THURMOND — Whoop Whoop De Do, a retired racehorse residing here, could conceivably surpass his entire career winnings many times over in one weekend.
His trainer and co-owner, Jessica Bortner-Harris, is taking him to the Retired Racehorse Project’s Thoroughbred Makeover 2017 at the Kentucky Horse Park in Lexington, Kentucky.
Whoop Whoop De Do, or Dominic as he is called, (Dom for short), in honor of the character Dominic Toretto from “The Fast and The Furious” movies, is a four-year-old, 17.0 hand chestnut gelding who ran his last race on March 25, 2016, ending a less-than-stellar career with only five starts and $572 in winnings.
Today he gains a second chance at glory by competing in the $100,000 Thoroughbred Makeover 2017 for, among other things, the title of “America’s Most Wanted Thoroughbred.”
The competition extends across 10 equestrian disciplines from barrel racing to polo with Bortner-Harris and Dom competing in eventing today and show jumping on Friday. The top five horses in each discipline will compete in a finale on Saturday. The finale audience (both live and livestream) will then vote via text for the horse that most inspires them. The winner will be named “America’s Most Wanted Thoroughbred.”

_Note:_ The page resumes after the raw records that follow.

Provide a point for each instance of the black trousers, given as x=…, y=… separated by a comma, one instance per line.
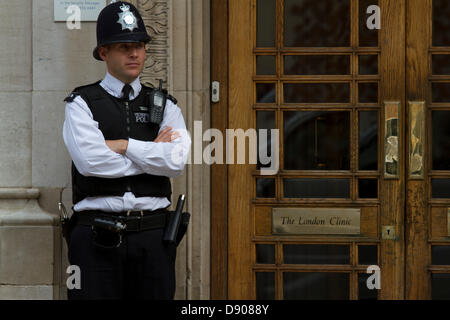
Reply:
x=143, y=267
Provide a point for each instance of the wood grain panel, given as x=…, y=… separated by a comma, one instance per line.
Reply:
x=392, y=88
x=240, y=186
x=418, y=38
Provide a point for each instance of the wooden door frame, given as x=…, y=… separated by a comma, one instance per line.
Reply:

Though Dom’s racing career was not one for the record books, shortly after retiring he showed potential in another area.
When discussing Dom with Jessica Redman, who had acquired him when his racing career ended, Bortner-Harris said that Redman told her that Dom had jumped over a four-foot gate in order to join some of his horse buddies.
“Jessica told me, ‘so we know he can jump,’” said Bortner-Harris. That was all Bortner-Harris needed to hear. She bought Dom sight unseen despite his having a hoof abscess. “Her eye is so good,” Bortner-Harris said of Redman’s ability to spot quality horses.
Bortner-Harris said that Redman’s horses usually sell as quickly as she posts them but Dom’s abscess bought her enough time to consult Susan Massaro about buying Dom. The two women now co-own Dom with Bortner-Harris serving as his trainer.
“He’s the real deal,” Bortner-Harris says of Dom. “When I got him last summer, he looked like a giraffe, with that long neck. He looked like a giant baby.”But she says she knew he had something. “God blessed me with a gut feeling. I just know. And he reminds me of Bug.”
Bug, aka, Win the War, is the horse that took Bortner-Harris from the Novice level all the way to the Advanced and Three Star levels of eventing. They qualified for Rolex Kentucky Three-Day Event — known to equestrians simply as Rolex — which is the only Four Star eventing competition in the United States. Four Star is the level of competition at the Olympics and World Equestrian Games.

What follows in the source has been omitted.